Janet Malcolm is the author of The Journalist and the Murderer, a 1990 book that first appeared as a two-part article in the New Yorker in 1989. As I started following the links—whenever I got respite from the tedious house hunt—betrayal and justice were the two themes that resonated clearly and loudly in my ears. “Freud said nothing is coincidence.”

The Journalist and the Murderer opens with this stunning line: “Every journalist who is not too stupid or too full of himself to notice what is going on knows that what he does is morally indefensible. He is a kind of confidence man, preying on people’s vanity, ignorance, or loneliness, gaining their trust and betraying them without remorse. Like the credulous widow who wakes up to find the charming young man and all her savings gone, so the consenting subject of a piece of non-fiction writing learns—when the article or book appears—his hard lesson. Journalists justify their treachery in various ways according to their temperaments. The more pompous talk about freedom of speech and ‘the public’s right to know’; the least talented talk about Art; the seemliest murmur about earning a living.”

In a February 2000 piece for Salon Craig Seligman did justice to Janet Malcolm just as Janet later did to Salinger in her 2001 essay. Craig was aware of the background as he had worked as a fact checker in the New Yorker under William Shawn, a decade before his Salon piece and had even checked some of the facts for Malcolm’s photography pieces. In his article on Janet Malcolm—and the conflicts she got embroiled in—Craig lays bare a stunning story of the inherent contradictions of narrative as Janet sees it and dissects the work of a virtuoso stylist in Malcolm with a refined and amazing style of his own. Craig has not pulled punches while writing about Malcolm but he has given, for lack of a better metaphor, ‘the devil his due’. He shows with precision and clarity that The Journalist and the Murderer is not an attack or a question mark on the ethics of journalists—Malcolm’s point is ‘the canker that lies at the heart of the rose; the ethical paradox at the core of all journalism.’ Which is, as he proves effectively, the case with Malcolm’s writing about biography, psychoanalysis, and judiciary.

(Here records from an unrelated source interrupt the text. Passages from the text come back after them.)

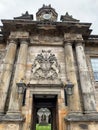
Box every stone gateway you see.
[0,4,98,130]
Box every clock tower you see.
[36,4,58,21]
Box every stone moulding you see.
[0,114,25,122]
[65,113,98,122]
[27,83,63,88]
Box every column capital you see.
[64,40,73,46]
[64,33,84,44]
[75,41,84,46]
[7,38,18,44]
[19,38,30,44]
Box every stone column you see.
[46,115,49,123]
[0,39,17,115]
[64,35,81,114]
[39,115,42,123]
[75,41,96,113]
[7,38,29,117]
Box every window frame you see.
[90,57,98,82]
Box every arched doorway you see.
[32,95,58,130]
[36,108,51,130]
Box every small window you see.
[91,58,98,81]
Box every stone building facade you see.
[0,4,98,130]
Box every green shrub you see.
[36,124,51,130]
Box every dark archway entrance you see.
[32,95,58,130]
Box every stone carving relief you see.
[31,50,60,80]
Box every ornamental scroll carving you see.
[31,50,60,80]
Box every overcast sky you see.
[0,0,98,34]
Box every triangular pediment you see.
[14,11,33,20]
[60,12,79,22]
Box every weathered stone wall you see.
[85,45,98,111]
[30,34,63,45]
[0,44,6,80]
[0,33,98,130]
[68,122,98,130]
[21,34,67,130]
[0,123,20,130]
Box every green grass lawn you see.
[36,124,51,130]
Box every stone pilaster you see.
[7,38,29,117]
[0,39,17,115]
[64,38,81,114]
[75,41,96,113]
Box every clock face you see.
[43,13,52,20]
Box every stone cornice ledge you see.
[0,114,25,122]
[65,113,98,122]
[28,83,63,88]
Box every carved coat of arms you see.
[31,50,60,80]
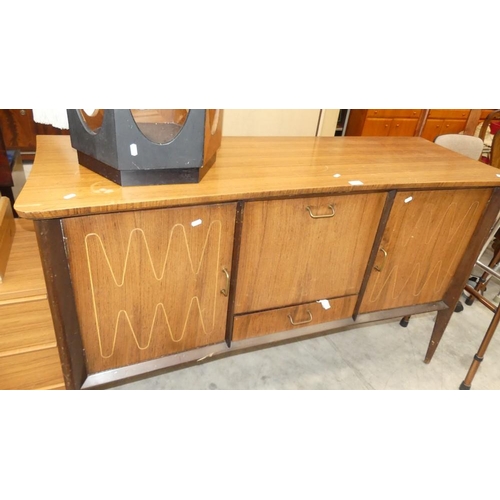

Malcolm was born in pre-World War II Prague and moved with her family to New York in 1939, when she was 5 years old; just in time when anti-Semitism was rising in Europe. Janet’s father, not surprisingly, was a psychiatrist. She is an author of eight books and has been a contributor to The New Yorker since 1963.

“The public pillorying of Janet Malcolm is one of the scandals of American letters. The world of journalism teems with hacks who will go to their graves never having written one sparkling or honest or incisive sentence; why is it Malcolm, a virtuoso stylist and a subtle, exciting thinker, who drives critics into a rage? What journalist of her caliber is as widely disliked or as often accused of bad faith? And why did so few of her colleagues stand up for her during the circus of a libel trial that scarred her career? In the animus toward her there is something almost personal.

Yet I can’t deny that she brings some of it on herself, with the harshness—the mellifluous harshness—of her work. Malcolm is hard on her subjects. As she sees it, being hard on them is her job; ‘putting a person’s feelings above a text’s necessities’ is, in her arid and damning formulation, a ‘journalistic solecism’. Like Sylvia Plath, whose not-niceness she has laid open with surgical skill, she discovered her vocation in not-niceness. Dryden famously noted the ‘vast difference betwixt the slovenly butchering of a man, and the fineness of a stroke that separates the head from the body, and leaves it standing in its place.’ Malcolm’s blade gleams with a razor edge. Her critics tend to go after her with broken bottles,” wrote Craig.